As college students, we are always on the hunt for jobs, and we apply for club positions and internship opportunities regularly. A resumé may prove you're a qualified candidate on paper, but the interview phase determines if you would truly make a good fit in a company, regardless of what your qualifications are. Because interviews can make or break a hiring decision, it can be very easy for an applicant to crash and burn.
1. Write your own questions.
Prepare a few questions prior to the interview, and jot a few more down as the conversation develops. This also shows that you're actively listening. Bringing your own questions to the table shows that you're not there just to 'make it through' the interview, but that you really are interested in becoming a part of the team. Two of my favorite questions to ask during an interview is "What would a typical day be like for someone in this position?" and "What are some upcoming projects (if they haven't mentioned it already)?"
2. Do your research ahead of time.
I can't stress this enough! It's no coincidence that the worst interview of my college career was the one that I didn't prepare well enough for. Nothing is more humiliating than not being able to discuss something about the company you're trying to get a job with. The better you understand the company, the better you will understand the company culture and the context of the interview questions.

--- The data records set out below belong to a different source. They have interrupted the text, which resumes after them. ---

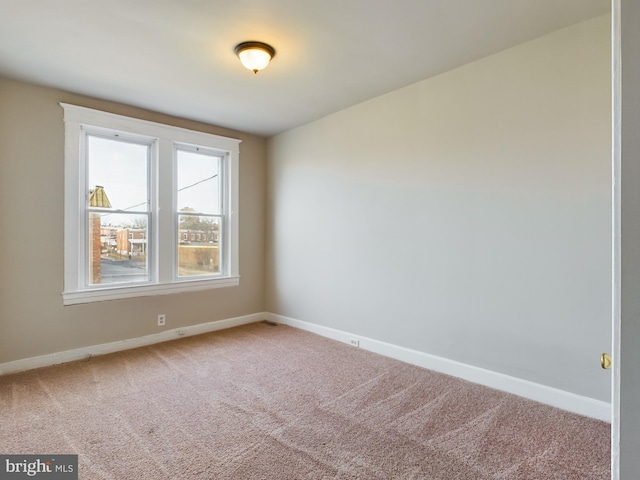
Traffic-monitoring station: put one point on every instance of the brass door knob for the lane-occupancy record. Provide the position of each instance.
(605, 361)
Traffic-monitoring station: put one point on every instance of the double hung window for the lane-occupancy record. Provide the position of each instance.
(149, 208)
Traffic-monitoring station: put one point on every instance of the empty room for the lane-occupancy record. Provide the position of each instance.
(303, 240)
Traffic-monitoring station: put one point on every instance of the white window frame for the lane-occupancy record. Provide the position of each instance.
(163, 198)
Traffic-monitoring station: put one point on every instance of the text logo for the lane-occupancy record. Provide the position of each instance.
(49, 467)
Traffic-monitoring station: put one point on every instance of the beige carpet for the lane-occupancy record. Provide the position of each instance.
(274, 402)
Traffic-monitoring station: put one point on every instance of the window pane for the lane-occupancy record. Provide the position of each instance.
(198, 182)
(118, 180)
(117, 248)
(198, 245)
(121, 169)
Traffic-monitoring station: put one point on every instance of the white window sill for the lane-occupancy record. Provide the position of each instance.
(146, 290)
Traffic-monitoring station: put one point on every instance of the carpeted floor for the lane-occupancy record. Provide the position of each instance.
(274, 402)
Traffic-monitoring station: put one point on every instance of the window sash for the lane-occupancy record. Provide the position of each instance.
(162, 236)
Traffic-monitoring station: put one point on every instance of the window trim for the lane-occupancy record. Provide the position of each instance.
(163, 279)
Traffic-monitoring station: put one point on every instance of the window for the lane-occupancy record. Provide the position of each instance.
(136, 192)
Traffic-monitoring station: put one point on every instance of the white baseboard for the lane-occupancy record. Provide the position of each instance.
(541, 393)
(84, 352)
(586, 406)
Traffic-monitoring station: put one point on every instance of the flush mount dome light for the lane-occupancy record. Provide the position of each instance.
(255, 55)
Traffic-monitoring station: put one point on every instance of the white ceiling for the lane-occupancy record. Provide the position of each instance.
(176, 56)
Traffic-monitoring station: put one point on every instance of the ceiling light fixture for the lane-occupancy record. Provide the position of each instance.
(255, 55)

3. Practice common interview questions.
"Why do you want to work with us? Why should we hire you? What are your weaknesses?" According to Monster.com, these are three of the most common interview questions you could be asked. Practicing basic questions such as these will give you just the right amount of confidence that interviewers like to see (yes, too much confidence can sink you) and, of course, make you feel less nervous.
4. Dress for success.
Did you know your interviewer judges your appearance in a matter of 7 seconds? There's the generic advice to 'dress for success' in business casual attire, but realistically, there can be different 'dress codes' depending on what kind of job you are trying to get. Use your brain. If you're trying to get a business/analytical/clerical job, keep the suit and tie. If you're hoping for something in a more creative field like advertising or communications, you may be safe to dress it down a bit, but maybe keep the blazer. This is where researching the company's culture would also come in handy!
5. Stay authentic.
Your resumé is what got you the interview, but this is your chance to show that you're so much more than a piece of paper. You could be well-qualified for a position but still get passed over if you come off as too robotic. Just relax and be yourself to show your interviewer what you'd really be like in a work setting.
6. Be careful of what you post on social media! (Yes, they check)

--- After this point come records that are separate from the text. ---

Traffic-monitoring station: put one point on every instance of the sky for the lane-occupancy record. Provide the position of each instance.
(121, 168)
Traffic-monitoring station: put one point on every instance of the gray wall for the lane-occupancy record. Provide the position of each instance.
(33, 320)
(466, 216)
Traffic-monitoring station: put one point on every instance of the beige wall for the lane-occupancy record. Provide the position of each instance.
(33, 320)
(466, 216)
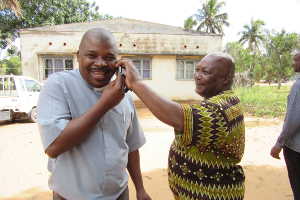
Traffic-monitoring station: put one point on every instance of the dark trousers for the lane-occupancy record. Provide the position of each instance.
(292, 160)
(123, 196)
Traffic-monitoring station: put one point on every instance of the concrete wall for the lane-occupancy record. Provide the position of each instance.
(164, 49)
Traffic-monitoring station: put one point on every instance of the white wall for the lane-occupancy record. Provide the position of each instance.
(164, 82)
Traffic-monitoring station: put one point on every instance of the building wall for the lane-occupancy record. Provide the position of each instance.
(164, 49)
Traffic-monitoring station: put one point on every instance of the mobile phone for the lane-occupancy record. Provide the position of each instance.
(121, 71)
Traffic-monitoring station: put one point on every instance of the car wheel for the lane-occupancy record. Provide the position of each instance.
(33, 115)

In today's day and age, does it really shock you to know that 93% of employers check your social media before making a final decision? Time (Money) says that some of the '7 deadly sins' of social media includes posting about your political opinions or referencing to sex or drugs. Those are pretty obvious, but they also take spelling/grammar into account as well. If you're worried about your social media presence or don't want to have to filter everything you do, I would recommend keeping an eye on your privacy settings. Set things to private if you think they may be NSFW.

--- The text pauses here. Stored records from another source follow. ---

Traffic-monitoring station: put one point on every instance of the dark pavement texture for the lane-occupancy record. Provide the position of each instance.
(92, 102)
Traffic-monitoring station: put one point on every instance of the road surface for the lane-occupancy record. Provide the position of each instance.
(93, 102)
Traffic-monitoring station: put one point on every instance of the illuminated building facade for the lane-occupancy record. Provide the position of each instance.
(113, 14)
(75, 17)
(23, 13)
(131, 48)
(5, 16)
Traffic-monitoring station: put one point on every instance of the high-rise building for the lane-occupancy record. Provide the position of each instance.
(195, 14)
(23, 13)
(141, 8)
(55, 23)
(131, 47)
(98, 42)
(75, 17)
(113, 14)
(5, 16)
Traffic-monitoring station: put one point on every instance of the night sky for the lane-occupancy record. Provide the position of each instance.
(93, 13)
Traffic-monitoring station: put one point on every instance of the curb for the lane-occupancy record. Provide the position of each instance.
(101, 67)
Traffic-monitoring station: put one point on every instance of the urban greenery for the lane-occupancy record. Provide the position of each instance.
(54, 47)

Also consider making duplicate social accounts - this way, you can keep your personal account while also having a page that reflects your 'professional self'. I would especially recommend this for Twitter and Facebook since they are easy to find and manage. For example, I discuss ad campaigns or social trends on my 'professional' Twitter page and directly interact with companies, while there are plenty of puppy videos and wine-fueled live tweets of the VMA's on my personal page.
I hope these job interview tips help of you in the future, or as you're frantically scrambling to prepare for one the night before. Either way, good luck and I wish you the best.